破廟之中,火堆噼啪。慕廣寒正低着頭,幫他腳腕被鐵鏈嵌進肉的傷口包紮擦藥。

見他醒了,慕廣寒忙問:“你覺得怎麽樣?”

怎麽樣……

洛南栀也不知道,他像是從一場很長、不知生死的夢中醒來一般,很是恍惚。稍微一動,周身鐵鏈嘩嘩作響。

慕廣寒面有愧色:“抱歉,暫時還不能放開你。”

“沒關系,”洛南栀緩緩搖頭,“我也怕我會再次發瘋。”

慕廣寒給他端了一碗熱湯。

洛南栀垂眸接過,他如今感覺不到疼,也感覺不到冷。對着這湯,只能看到蒸汽升騰,但究竟多燙……卻是模模糊糊、似真非真。

“你放心,”慕廣寒安慰他,“洛州衆人,還有霄淩,一切都好。”

“那……就好。”

洛南栀微微抿唇,擠出一抹淺淺笑意。卻見慕廣寒欲言又止。

“……”

“……”

“阿寒,你怎麽了?”

慕廣寒深吸了一口氣:“顧……南越王他……是不是已經……”

風雪飒飒。

破廟的屋頂有些漏,時不時灌進一些寒風。

顧蘇枋的法杖是南越國寶,亦是他寸步不離身的武器。絕不可能讓別人拿走,除非……

慕廣寒早知道南越全軍覆沒。

也早就想過,顧蘇枋多半兇多吉少。

可此刻真的看到洛南栀點頭以後,還是陷入了良久的沉默。

雖然,後來一切都變了。

連關于顧蘇枋的記憶,也早就變得七零八落。

但在漫長的難過、不解,甚至因愛生恨的漠然都逐漸随着時光消散淡去後,心底寸草不生的荒原凍土之下,始終存留着一顆小小的種子。

種子裏包裹的,是一絲感激、些許珍視。

哪怕那個人給了他最深沉的傷心,卻也曾經給過他最甜的希望。

是他讓他第一次知道,這世上終究是有人,能夠透過不堪的外貌與愚癡的執拗,看到他內裏與衆不同的光亮,将他視若珍寶、捧在手心。
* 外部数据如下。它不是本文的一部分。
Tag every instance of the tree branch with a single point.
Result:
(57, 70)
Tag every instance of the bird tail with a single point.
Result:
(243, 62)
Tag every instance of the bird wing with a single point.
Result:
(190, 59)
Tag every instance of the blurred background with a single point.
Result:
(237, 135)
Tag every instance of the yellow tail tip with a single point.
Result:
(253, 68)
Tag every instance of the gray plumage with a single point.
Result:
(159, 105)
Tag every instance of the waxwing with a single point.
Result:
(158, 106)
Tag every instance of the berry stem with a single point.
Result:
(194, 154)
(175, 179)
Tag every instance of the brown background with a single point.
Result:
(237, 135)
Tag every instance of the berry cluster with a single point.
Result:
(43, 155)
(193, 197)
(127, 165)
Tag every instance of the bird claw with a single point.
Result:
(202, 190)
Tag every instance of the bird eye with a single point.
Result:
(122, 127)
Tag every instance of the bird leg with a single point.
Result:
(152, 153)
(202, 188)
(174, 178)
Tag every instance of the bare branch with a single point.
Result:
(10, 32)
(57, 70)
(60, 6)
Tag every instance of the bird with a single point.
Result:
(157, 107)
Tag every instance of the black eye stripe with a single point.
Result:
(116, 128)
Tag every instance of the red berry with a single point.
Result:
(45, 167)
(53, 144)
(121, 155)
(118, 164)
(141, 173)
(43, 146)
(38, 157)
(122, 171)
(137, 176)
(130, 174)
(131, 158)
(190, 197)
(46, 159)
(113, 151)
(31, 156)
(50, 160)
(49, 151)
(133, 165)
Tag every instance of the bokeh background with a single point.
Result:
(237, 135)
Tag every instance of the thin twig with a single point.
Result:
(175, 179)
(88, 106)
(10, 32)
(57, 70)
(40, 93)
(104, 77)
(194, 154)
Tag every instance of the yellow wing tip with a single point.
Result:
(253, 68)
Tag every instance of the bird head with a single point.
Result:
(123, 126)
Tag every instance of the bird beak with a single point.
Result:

亦是第一次知道,真心在乎他的人,會帶他去見父母族人,會認真操辦大婚,會迫不及待特別光明正大特別驕傲地昭告天下,不會将他藏着掖着不見天日。

顧蘇枋确實以前對他很好。

因而如今,哪怕時過境遷。哪怕他早就百毒不侵、麻木不仁,甚至無法為曾經的摯愛掉出一滴眼淚。

但終究,慕廣寒還在心裏問了自己一句——

如果他那時,沒有去西涼。

如果他選擇留在顧蘇枋身邊,是不是或許就能替他分憂、阻止他北上?

但世上畢竟沒有如果。

而當年為什麽分開的答案,他也永遠不會再知道了。

……

隔日,繼續踏雪上路。

慕廣寒并沒有直接帶洛南栀南下回家,而是繼續向北。

因為,他要回一趟月華城。

被南越王挾持北上的具體記憶,洛南記得不多。那段日子同他被國師所控時的情形一樣,是斷斷續續的一些片段,大多連不成一起。

他只能把自己記得的,努力跟慕廣寒述描述。

可慕廣寒越聽,只覺得謎團越來越多。

天玺、控屍……大夏淨土,究竟哪裏來的種種連他月華城都不曾聽聞的離奇妖術陣法!

南越王為何突然北上,他與國師有什麽必須同歸于盡的深仇大恨。姜郁時又為何急着與西涼糾纏不休。更不要說洛南栀連續兩次的死而複生,和如今這不冷不痛的詭異身體狀況……

幸而,在月華城中,城南和城西各有一片遠古禁地。

一曰“飲思湖”,一曰“食夢林”。

誠心前去問蔔,常能覓得一些世間不為人知的秘密機緣。

……

又幾日後。

月華城在大夏極北,路上的積雪已有小腿厚。

如此寒冷不便之處,村莊倒是多了起來。

慕廣寒跟洛南栀解釋,這是因為有很多祖祖輩輩生活在大夏極北之地的百姓,代代流傳地認定月華城所在之處為祥瑞之地。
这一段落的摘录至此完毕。